The message database references local messages with this `storeToken`.
# Deleting a message from a folder
Since `mbox` is the default for local storage, we will focus on the `mbox` case.
If a folder has many messages, then the corresponding `mbox` file can become
quite large and rewriting this file frequently would be a major hit on
performance. For this reason, every time a message is deleted, we do not rewrite
the mbox file to remove the message. There are extra header fields to help us
mark a message as being deleted without needing to rewrite the entire mbox file.
When a message is deleted, there will be the "deleted" flag added to the header
in both the database and `mbox` files. If the message exists on the server as
well, then the server is told to kick off a deletion operation.
## Folder Compaction
Folder compaction is simply the act of rebuilding the `mbox` file to remove any
messages with the "deleted" flag. The frequency of auto-compaction can be set in
the Thunderbird settings. When this operation is initiated, it goes through
every message in the local storage and keeps all messages that have not been
marked as deleted.
## IMAP Example
### Folder marked to not download messages
Consider the scenario where a new employee sets up Thunderbird with their
corporate email and is given access to shared folders that contain thousands of
emails. The corresponding `mbox` file of all of those messages in one folder
could be massive so the user would not want this to be automatically downloaded.

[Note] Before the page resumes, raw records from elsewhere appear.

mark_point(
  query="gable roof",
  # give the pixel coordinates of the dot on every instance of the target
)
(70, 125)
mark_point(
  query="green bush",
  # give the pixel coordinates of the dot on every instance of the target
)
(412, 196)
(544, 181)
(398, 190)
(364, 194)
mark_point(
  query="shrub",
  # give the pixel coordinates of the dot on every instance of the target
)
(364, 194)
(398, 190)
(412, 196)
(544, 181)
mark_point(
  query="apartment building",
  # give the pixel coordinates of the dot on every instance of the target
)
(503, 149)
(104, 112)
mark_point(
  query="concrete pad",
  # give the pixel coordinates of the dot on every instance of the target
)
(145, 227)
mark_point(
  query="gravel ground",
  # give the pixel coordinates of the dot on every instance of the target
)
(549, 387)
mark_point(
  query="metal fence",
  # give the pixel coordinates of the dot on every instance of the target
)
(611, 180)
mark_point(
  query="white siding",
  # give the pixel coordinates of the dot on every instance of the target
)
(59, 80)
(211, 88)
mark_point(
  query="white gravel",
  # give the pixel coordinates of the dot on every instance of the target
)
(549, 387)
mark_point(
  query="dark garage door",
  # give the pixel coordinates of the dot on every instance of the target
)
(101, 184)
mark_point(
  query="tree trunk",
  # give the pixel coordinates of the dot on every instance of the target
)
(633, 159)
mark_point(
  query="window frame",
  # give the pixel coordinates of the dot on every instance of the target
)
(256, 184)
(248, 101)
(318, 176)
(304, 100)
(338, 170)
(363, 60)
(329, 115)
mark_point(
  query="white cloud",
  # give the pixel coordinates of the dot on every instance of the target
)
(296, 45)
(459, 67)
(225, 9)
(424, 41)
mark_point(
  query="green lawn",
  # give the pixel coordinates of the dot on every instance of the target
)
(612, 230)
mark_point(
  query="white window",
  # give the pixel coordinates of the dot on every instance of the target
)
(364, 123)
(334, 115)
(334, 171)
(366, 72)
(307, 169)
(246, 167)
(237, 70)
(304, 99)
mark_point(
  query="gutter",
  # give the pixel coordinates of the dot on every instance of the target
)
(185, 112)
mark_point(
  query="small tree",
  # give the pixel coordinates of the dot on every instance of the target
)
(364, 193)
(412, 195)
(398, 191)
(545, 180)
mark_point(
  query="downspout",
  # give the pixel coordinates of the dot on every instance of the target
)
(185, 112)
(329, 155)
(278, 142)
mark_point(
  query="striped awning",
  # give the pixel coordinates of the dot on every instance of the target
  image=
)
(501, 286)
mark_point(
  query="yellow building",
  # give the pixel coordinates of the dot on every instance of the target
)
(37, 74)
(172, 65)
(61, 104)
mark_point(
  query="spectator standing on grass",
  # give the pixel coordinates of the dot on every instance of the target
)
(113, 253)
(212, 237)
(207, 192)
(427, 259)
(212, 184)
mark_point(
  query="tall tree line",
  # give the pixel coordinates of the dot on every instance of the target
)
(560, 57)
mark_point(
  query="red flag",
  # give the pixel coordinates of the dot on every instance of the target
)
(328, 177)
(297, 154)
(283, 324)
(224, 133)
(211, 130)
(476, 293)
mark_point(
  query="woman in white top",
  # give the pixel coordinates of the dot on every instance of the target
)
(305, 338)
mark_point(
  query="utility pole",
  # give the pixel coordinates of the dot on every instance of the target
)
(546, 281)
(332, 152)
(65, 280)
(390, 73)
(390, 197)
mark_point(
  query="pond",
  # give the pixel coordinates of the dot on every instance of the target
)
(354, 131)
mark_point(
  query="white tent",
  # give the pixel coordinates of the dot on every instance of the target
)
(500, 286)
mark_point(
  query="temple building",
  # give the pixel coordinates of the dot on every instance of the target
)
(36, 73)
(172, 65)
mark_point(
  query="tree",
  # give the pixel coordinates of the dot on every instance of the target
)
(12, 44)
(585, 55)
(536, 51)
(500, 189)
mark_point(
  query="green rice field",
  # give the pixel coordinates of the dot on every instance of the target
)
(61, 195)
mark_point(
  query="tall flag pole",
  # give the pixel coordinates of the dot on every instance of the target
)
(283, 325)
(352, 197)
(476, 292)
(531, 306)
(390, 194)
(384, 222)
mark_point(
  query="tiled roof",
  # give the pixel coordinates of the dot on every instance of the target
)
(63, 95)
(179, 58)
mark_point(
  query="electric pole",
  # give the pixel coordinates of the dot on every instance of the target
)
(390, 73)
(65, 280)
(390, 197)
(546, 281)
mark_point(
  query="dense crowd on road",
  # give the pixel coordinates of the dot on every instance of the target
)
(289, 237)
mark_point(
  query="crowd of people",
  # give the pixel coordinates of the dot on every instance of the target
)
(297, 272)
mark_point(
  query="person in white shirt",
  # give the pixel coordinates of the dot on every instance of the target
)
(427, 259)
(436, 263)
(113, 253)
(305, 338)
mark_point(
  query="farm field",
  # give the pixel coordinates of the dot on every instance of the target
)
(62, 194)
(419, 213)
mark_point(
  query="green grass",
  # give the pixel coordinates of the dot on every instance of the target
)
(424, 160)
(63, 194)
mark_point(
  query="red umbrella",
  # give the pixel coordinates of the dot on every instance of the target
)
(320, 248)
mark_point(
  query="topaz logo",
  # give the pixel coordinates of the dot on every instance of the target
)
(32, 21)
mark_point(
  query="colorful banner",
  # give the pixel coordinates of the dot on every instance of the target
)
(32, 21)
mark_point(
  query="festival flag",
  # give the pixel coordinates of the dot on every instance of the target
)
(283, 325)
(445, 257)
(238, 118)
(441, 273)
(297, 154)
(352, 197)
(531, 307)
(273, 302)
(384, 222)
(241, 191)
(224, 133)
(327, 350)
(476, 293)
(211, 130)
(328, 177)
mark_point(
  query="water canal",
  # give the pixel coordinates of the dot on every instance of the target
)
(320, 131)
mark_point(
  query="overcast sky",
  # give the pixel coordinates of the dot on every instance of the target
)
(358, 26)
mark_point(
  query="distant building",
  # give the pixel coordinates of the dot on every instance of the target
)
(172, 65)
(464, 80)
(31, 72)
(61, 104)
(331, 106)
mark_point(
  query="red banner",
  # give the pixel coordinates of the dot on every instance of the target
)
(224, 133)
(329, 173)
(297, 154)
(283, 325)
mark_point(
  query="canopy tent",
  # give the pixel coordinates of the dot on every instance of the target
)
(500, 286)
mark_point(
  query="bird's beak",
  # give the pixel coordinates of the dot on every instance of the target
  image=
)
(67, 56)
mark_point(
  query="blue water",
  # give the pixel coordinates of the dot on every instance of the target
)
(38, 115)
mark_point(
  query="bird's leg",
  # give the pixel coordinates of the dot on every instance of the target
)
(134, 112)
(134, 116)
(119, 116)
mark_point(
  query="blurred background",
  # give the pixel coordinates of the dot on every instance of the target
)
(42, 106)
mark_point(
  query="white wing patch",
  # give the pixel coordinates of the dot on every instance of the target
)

(This is a case where the folder would be set to not download automatically.)
The user has freshly connected and has not clicked on any of these IMAP messages
to download yet. In this case, the user would have a message database file and
an empty `mbox` file.
Then the user clicks and reads 5 messages. Now their database file is the same
and because the folder has been marked to not download, their `mbox` file
remains empty.
Then the user decides to delete 2 messages. Now their database file has the
"deleted" flag added to those 2 messages to be deleted and the `mbox` file is
still empty.
Then either the user initiates a folder compaction operation or it happens on
the scheduled frequency. Now their database file has those messages removed from
it and a delete operation kicks off on the IMAP server.
### Folder marked to download messages
Consider the scenario where a person sets up Thunderbird with their personal
gmail account. The inbox of gmail by default is set to download messages. When
this account is connected, the message headers are gathered and the message
database for that folder (inbox, in this case) is generated. Then the message
downloads begin in the background to form the `mbox` file that contains the raw
message data from each message in the inbox.
Then the user decides to delete 2 messages. Now the "deleted" flag has been
added to those 2 messages (in both the message database and `mbox` file).
Then either the user initiates a folder compaction operation or it happens on
the scheduled frequency. Now their database file has those messages removed from
it, their mbox file is rewritten to remove those messages, and a delete
operation kicks off on the IMAP server.
## EWS Example
Consider any case involving an EWS folder. When an EWS server is connected, the
message headers are gathered to generate the message database for a given folder
and the `mbox` file starts off being empty.
Then the user clicks and reads 5 messages. Now their database file is the same
and they have an `mbox` file populated with the 5 raw messages.
Then the user decides to delete 2 messages. Now the "deleted" flag has been
added to those 2 messages (in both the message database and `mbox` file) and a
delete operation kicks off on the EWS server immediately.
Then either the user initiates a folder compaction operation or it happens on
the scheduled frequency. Now their database file has those messages removed from
it, and their mbox file is rewritten to remove those message.